The first line of action is either conservative treatment or with “gentler” anti-inflammatory medication. Conservative treatment is treatment that relies on nothing else other than your own body to see if it can adapt better with either physical therapy, better education, exercise, and other related allied health professional fields. This is essential as it promotes your own body’s natural capacity to improve symptoms, and therefore minimising the need for medication with side effects.

One of the hallmark signs of having inflammatory back pain such as Ankylosing Spondylitis or non-radiographic axial spondyloarthritis is that it responds effectively to Non-Steroidal anti-inflammatory drugs (NSAIDs). Anti-inflammatory drugs do exactly what it says on the tin, they suppress inflammation. Common NSAIDs include ibuprofen, naproxen, and diclofenac. Over the counter NSAIDs from pharmacies or prescribed NSAIDs from your GP can help take the edge off the discomfort, however, stronger treatment may be needed if the progress from a combination of conservative treatment and NSAIDs has plateaued.

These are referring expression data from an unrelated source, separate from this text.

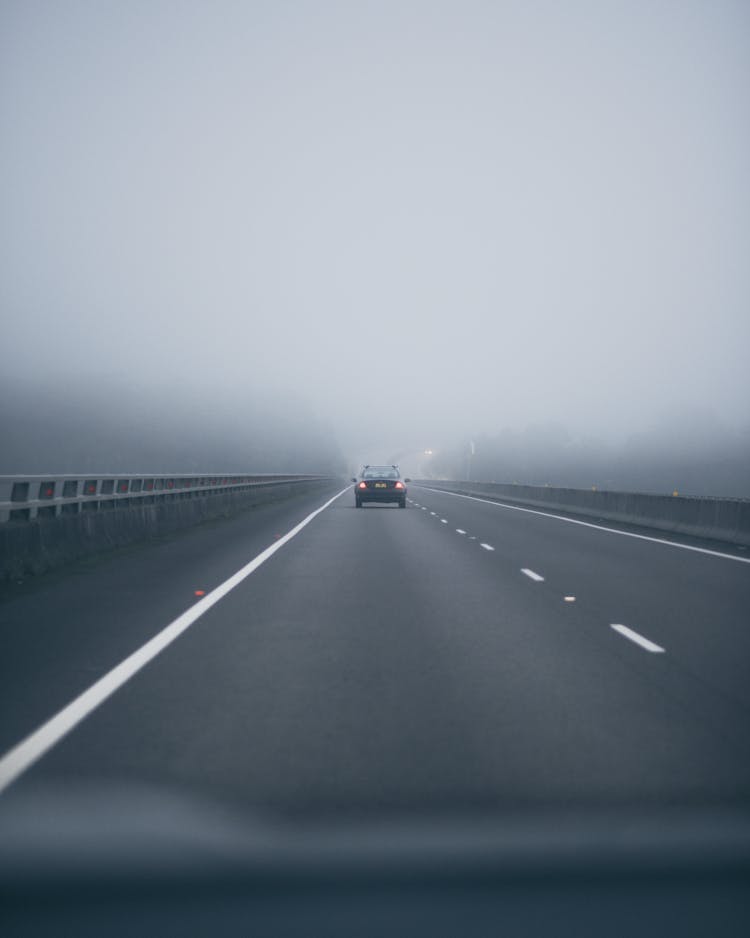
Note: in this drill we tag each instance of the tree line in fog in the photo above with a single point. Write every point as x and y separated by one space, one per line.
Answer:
693 454
113 428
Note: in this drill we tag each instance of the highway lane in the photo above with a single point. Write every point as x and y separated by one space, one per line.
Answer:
694 604
383 661
62 631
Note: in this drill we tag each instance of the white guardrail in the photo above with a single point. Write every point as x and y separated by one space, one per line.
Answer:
23 498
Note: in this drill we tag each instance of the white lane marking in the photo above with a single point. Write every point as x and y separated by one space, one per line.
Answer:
598 527
17 760
638 639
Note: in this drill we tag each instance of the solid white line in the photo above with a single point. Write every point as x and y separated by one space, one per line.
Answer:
599 527
28 751
638 639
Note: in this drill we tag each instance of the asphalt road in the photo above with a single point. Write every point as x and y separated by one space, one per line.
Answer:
454 657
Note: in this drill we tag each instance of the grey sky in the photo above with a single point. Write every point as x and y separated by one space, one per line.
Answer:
461 215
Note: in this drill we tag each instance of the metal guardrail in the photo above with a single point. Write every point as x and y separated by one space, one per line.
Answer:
23 498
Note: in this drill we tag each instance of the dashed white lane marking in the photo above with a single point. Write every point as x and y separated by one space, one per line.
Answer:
598 527
30 750
638 639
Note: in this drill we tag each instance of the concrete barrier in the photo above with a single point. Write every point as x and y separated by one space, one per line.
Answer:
34 546
721 519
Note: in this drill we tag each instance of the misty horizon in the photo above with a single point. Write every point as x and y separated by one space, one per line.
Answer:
381 228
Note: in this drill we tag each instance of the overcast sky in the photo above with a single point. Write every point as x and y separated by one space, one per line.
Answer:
417 217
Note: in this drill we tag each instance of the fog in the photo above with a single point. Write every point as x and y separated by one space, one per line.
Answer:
306 235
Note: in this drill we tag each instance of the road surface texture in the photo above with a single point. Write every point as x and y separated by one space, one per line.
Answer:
459 659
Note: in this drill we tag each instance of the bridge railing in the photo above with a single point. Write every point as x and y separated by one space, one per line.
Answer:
27 497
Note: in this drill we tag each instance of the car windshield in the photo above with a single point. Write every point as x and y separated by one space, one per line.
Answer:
375 472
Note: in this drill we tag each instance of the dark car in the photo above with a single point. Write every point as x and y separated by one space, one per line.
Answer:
380 484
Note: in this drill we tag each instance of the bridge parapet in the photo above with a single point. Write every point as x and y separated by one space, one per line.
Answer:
28 497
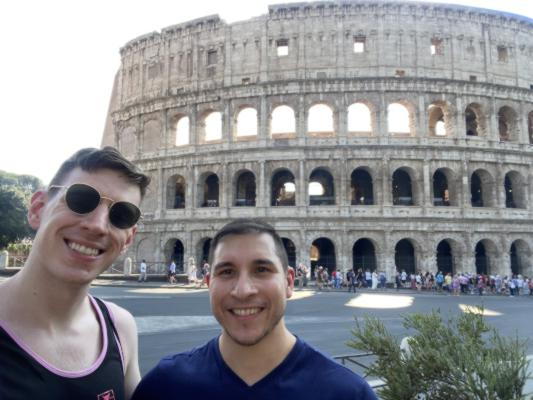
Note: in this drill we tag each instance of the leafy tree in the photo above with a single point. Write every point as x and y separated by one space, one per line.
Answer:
15 194
460 359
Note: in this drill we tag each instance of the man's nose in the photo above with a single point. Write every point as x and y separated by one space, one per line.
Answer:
244 286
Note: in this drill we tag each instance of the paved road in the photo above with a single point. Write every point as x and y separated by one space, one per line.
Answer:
175 319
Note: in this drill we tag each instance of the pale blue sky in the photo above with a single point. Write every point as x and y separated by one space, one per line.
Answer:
59 58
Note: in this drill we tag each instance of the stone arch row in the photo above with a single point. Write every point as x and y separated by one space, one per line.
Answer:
448 255
361 119
406 189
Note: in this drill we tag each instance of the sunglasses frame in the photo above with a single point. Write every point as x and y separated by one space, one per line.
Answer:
112 203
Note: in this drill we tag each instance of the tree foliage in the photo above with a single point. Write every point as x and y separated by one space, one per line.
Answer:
15 194
461 359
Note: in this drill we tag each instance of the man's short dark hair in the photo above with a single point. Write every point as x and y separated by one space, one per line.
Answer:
92 159
246 227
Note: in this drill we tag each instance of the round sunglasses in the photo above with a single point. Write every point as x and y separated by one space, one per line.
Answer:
83 199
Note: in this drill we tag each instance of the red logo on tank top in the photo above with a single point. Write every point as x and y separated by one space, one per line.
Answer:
109 395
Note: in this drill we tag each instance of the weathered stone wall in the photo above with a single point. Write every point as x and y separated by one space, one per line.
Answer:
479 57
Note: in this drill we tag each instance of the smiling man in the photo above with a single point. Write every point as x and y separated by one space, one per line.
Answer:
255 356
57 341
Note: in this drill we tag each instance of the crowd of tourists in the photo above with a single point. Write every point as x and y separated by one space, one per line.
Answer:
459 283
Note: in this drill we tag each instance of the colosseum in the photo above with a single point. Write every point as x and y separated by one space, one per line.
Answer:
371 134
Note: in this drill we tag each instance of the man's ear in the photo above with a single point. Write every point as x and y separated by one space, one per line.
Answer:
37 203
129 239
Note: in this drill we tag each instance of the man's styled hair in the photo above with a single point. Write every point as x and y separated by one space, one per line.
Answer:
92 159
246 227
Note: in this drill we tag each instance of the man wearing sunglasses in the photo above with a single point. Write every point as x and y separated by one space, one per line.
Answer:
57 341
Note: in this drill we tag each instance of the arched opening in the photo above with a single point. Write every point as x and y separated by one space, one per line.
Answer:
176 192
398 119
245 190
506 123
404 256
321 188
482 189
445 257
364 255
210 192
359 118
283 189
320 119
174 252
473 120
182 131
482 259
247 122
437 122
515 196
520 258
283 121
322 253
213 126
441 193
530 127
290 248
203 247
402 192
361 187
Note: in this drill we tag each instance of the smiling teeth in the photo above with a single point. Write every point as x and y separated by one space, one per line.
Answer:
243 312
83 249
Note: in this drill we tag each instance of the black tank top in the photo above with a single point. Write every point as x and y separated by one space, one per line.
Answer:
24 376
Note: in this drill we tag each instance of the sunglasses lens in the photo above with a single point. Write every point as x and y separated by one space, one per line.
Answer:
124 215
82 199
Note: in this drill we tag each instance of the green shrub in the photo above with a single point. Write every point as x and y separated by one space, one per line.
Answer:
460 359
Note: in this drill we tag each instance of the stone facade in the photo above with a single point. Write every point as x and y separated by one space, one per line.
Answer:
448 188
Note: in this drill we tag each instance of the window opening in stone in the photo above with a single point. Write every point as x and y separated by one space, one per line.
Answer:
320 119
482 261
359 44
441 194
508 185
321 188
322 254
245 190
283 121
211 191
402 193
436 47
247 122
437 126
445 258
213 126
361 188
176 192
174 251
471 122
506 122
530 127
182 131
404 256
502 54
282 46
364 255
211 57
283 189
476 191
359 118
398 119
204 256
290 249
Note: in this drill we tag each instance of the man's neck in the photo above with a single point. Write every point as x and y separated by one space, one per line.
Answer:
253 363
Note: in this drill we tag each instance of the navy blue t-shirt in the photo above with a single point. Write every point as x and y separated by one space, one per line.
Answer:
201 373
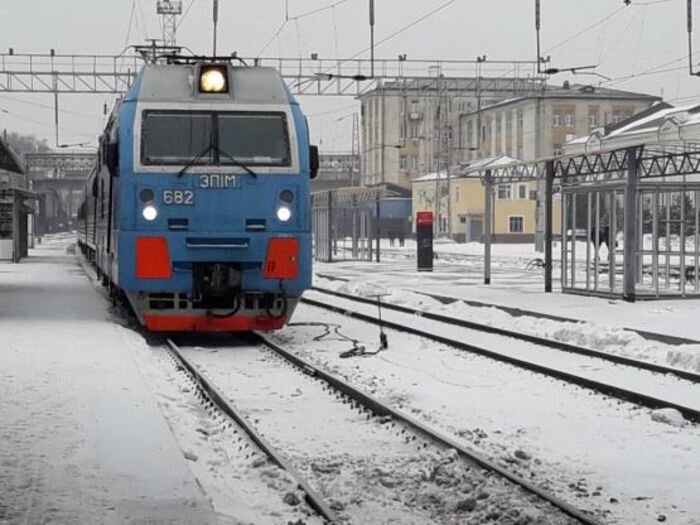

Stronger treatment involves biologic disease-modifying antirheumatic drugs (DMARDs) which aim to inhibit inflammation even more. DMARD medication can include injections called TNF-alpha inhibitors or anti-TNF. Tumour Necrosis Factor, or TNF, plays a fundamental role in your immune system and is involved with the inflammatory process of Ankylosing Spondylitis. With these injections, you really have to weigh up the pros and cons, as even though it can be very effective in suppressing the symptoms, inhibiting inflammation to this extent lowers the strength of your immune system dramatically. Inflammation isn’t always bad and is very important in your body to fight against infections.